Despite the political risks of taking a stand, some urge these leaders to move beyond mere words and show decisive support for the constitutional change.

Francis Sullivan, who formerly led the Catholic Church’s Truth, Justice and Healing Council, minced no words in his call for action.

“This is not a time for dilly-dallying.
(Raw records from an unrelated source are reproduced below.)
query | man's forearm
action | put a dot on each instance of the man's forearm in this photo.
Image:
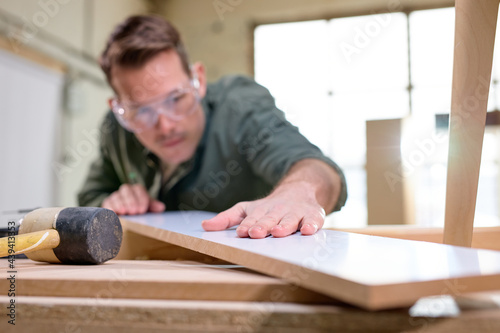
(313, 177)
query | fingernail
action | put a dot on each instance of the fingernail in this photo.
(314, 226)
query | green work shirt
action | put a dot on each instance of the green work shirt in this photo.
(246, 148)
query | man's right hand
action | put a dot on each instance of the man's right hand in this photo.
(131, 200)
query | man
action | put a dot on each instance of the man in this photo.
(173, 142)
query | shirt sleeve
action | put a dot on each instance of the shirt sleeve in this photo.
(267, 140)
(102, 179)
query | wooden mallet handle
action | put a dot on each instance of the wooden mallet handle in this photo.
(25, 243)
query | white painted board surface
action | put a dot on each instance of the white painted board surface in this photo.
(368, 271)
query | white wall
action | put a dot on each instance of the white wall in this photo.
(84, 26)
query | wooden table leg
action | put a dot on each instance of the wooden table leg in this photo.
(474, 40)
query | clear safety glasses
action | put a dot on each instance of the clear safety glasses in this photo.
(175, 106)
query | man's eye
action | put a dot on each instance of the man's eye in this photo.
(144, 112)
(177, 98)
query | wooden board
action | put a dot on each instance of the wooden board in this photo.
(65, 314)
(174, 280)
(368, 271)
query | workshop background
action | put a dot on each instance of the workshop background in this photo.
(368, 81)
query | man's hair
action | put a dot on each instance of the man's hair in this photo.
(137, 40)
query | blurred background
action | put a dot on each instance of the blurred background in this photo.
(368, 81)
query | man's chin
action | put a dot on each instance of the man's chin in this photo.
(176, 157)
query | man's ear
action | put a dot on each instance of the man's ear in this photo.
(110, 103)
(199, 70)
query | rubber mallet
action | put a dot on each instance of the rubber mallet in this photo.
(74, 235)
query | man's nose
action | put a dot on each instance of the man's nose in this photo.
(164, 123)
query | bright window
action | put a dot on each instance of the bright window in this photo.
(331, 76)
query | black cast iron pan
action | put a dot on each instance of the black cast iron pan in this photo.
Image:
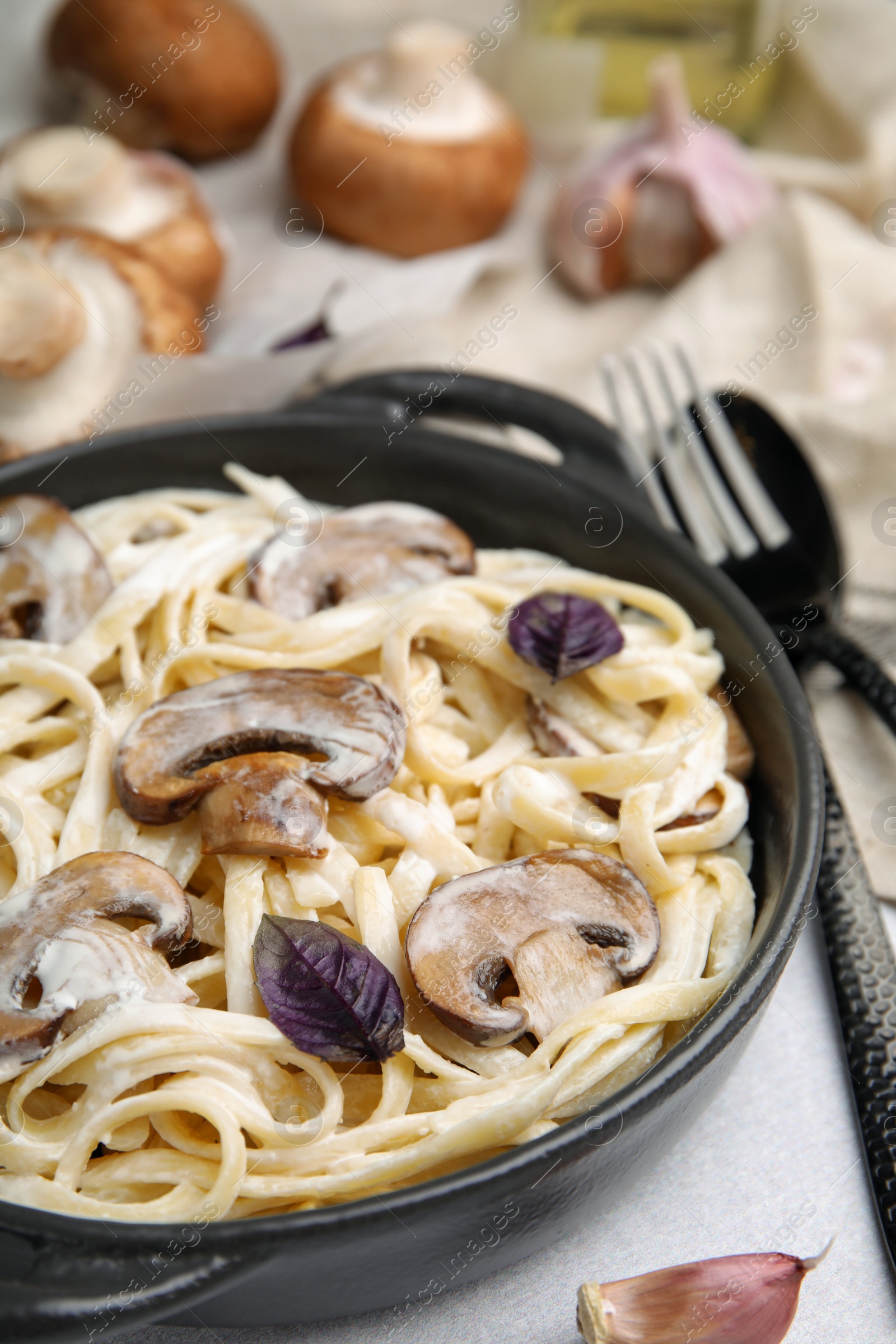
(68, 1278)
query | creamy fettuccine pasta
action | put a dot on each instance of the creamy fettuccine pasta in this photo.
(190, 1103)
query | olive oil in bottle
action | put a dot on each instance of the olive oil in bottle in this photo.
(726, 46)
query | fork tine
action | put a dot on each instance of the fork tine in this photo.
(645, 468)
(739, 536)
(699, 526)
(752, 494)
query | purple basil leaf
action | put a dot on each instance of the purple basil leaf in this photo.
(325, 992)
(563, 633)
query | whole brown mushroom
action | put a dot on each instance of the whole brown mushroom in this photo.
(167, 74)
(59, 178)
(408, 150)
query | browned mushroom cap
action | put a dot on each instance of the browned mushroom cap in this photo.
(365, 552)
(264, 805)
(81, 895)
(329, 730)
(740, 753)
(53, 578)
(555, 736)
(570, 926)
(180, 74)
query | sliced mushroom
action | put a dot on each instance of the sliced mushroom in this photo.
(704, 810)
(568, 925)
(555, 737)
(255, 748)
(365, 552)
(58, 931)
(53, 578)
(265, 807)
(740, 753)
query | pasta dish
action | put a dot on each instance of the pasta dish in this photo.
(339, 854)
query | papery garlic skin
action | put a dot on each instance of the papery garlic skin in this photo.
(731, 1300)
(665, 195)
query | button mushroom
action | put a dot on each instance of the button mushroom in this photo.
(53, 578)
(568, 926)
(77, 312)
(59, 933)
(167, 74)
(58, 176)
(408, 150)
(365, 552)
(260, 752)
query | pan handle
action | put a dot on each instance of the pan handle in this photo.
(405, 395)
(61, 1284)
(864, 975)
(860, 673)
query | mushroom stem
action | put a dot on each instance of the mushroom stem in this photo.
(58, 170)
(264, 807)
(41, 320)
(412, 58)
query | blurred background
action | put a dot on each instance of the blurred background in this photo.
(754, 180)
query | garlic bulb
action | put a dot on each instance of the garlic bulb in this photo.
(730, 1300)
(76, 314)
(66, 176)
(654, 205)
(408, 150)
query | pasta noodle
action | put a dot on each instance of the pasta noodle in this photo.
(209, 1110)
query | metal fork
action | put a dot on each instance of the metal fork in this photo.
(725, 511)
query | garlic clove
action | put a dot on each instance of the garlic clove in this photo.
(731, 1300)
(659, 200)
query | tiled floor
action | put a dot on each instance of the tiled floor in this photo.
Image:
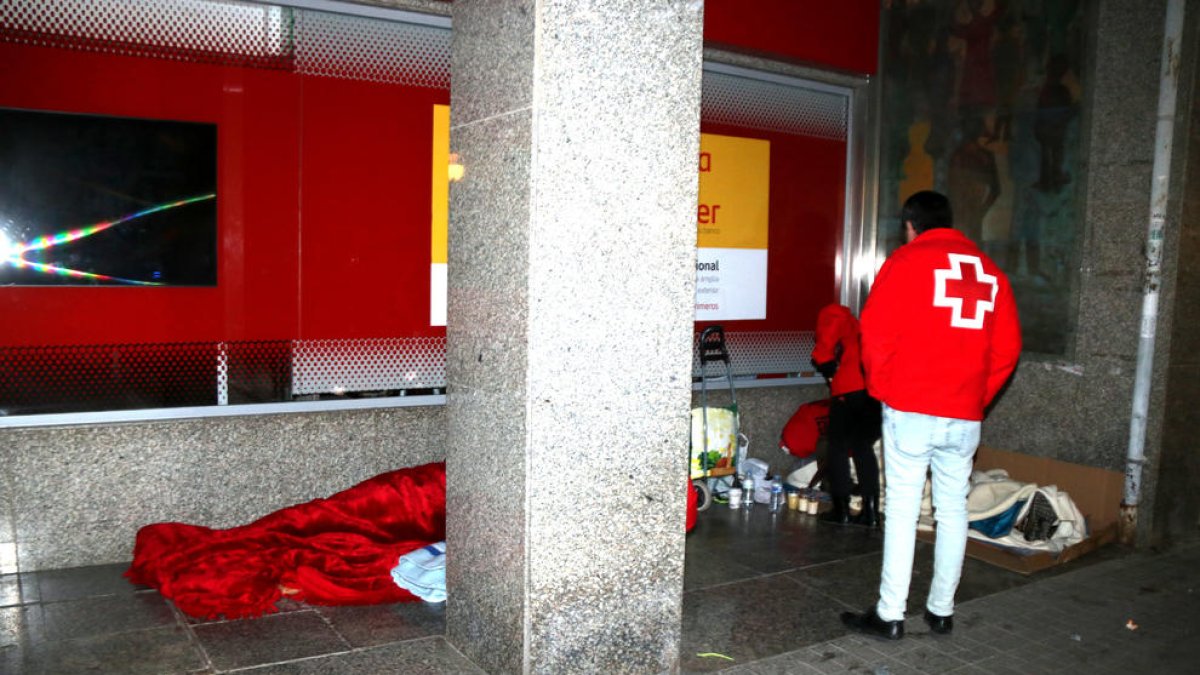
(762, 595)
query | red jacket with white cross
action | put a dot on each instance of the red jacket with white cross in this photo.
(940, 328)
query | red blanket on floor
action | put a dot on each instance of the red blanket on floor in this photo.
(335, 550)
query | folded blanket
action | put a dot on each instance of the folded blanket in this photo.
(335, 550)
(424, 572)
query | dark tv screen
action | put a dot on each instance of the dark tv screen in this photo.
(103, 201)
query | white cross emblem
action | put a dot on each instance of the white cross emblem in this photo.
(965, 286)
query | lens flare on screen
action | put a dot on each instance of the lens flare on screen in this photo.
(15, 254)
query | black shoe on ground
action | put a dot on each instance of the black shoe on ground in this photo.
(839, 514)
(940, 625)
(871, 625)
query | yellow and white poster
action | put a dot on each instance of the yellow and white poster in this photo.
(731, 226)
(731, 221)
(441, 215)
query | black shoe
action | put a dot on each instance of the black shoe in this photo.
(839, 514)
(870, 514)
(871, 625)
(940, 625)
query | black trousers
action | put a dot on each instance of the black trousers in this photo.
(855, 424)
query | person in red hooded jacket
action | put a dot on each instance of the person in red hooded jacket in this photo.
(853, 417)
(940, 339)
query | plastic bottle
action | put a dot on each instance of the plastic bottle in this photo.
(777, 496)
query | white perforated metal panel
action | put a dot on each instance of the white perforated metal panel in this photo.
(390, 364)
(371, 49)
(784, 352)
(769, 106)
(311, 42)
(201, 30)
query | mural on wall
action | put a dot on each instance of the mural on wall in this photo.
(982, 102)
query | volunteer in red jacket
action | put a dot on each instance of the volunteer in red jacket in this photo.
(853, 417)
(940, 339)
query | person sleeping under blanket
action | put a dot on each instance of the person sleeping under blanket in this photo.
(334, 550)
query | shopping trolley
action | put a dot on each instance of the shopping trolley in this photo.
(717, 440)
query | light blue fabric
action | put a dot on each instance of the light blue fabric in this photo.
(424, 572)
(1000, 524)
(912, 443)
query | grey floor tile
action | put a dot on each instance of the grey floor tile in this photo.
(431, 656)
(10, 590)
(76, 583)
(269, 639)
(378, 625)
(109, 614)
(754, 620)
(153, 651)
(19, 625)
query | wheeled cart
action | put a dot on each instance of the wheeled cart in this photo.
(715, 434)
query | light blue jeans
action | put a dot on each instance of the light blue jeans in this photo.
(913, 443)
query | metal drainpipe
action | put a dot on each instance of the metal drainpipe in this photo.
(1159, 192)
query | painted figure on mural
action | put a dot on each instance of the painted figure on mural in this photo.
(973, 178)
(1056, 108)
(976, 27)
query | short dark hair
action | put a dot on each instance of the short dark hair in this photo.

This is a time for leadership,” Sullivan declared.

He expressed concern that the constitutional change’s legal intricacies are muddying the waters, causing some church leaders to waver despite their earlier, unequivocal support for the Indigenous Voice.

Sullivan weighed in saying, ”This is a moral issue for the church, not a legal one.”

The Australian Catholic Bishops Conference has already endorsed the Indigenous Voice in writing, but Sullivan is pushing for that endorsement to be backed by concrete actions before the referendum deadline.

Voice vote a “hell of a mess”

Fr Frank Brennan SJ, a long-time advocate for Indigenous rights, recently spoke at a gathering in Victoria.

Brennan described the Voice referendum as “a hell of a mess,” but is still urging people to vote “yes”.

I’m one Australian who stood up and said, ‘I don’t think the wording is perfect, I don’t think the process has been perfect, but we’re left with an invidious choice,’” Brennan said.

“Do we choose some wording which may not be perfect, or do we say No and we put this off to another day?”

Brennan says Catholic social teaching and decades of papal support for Australia’s Aboriginal and Torres Strait Islander peoples provide strong grounds for Catholics to vote Yes on 14 October, he said.

Religious community divided

However, the religious community remains divided on the issue.

While Anglican leaders have voiced support for the constitutional change, some within the church are cautioning that the “view from the pew” may not align with the bishops’ stance.

“I think the bishops will find that they have been singing in their own bathroom on this one,” Fr Peter Macleod-Miller, the rector of St Matthews Anglican Church in Albury.

Australian Prime Minister Anthony Albanese recently attended a Uniting Church service in Sydney, pledging bipartisan oversight for the Voice’s legislative setup if the majority votes in favour.

Simon Hansford, a Uniting Church minister, argued that Christian teachings inherently support the Voice, as they call for aiding those who are marginalised.

Despite considerable support from its member councils and other Islamic leaders, the Australian Federation of Islamic Councils has yet to reach a consensus and the Australian Christian Lobby has yet to declare its stance on the matter.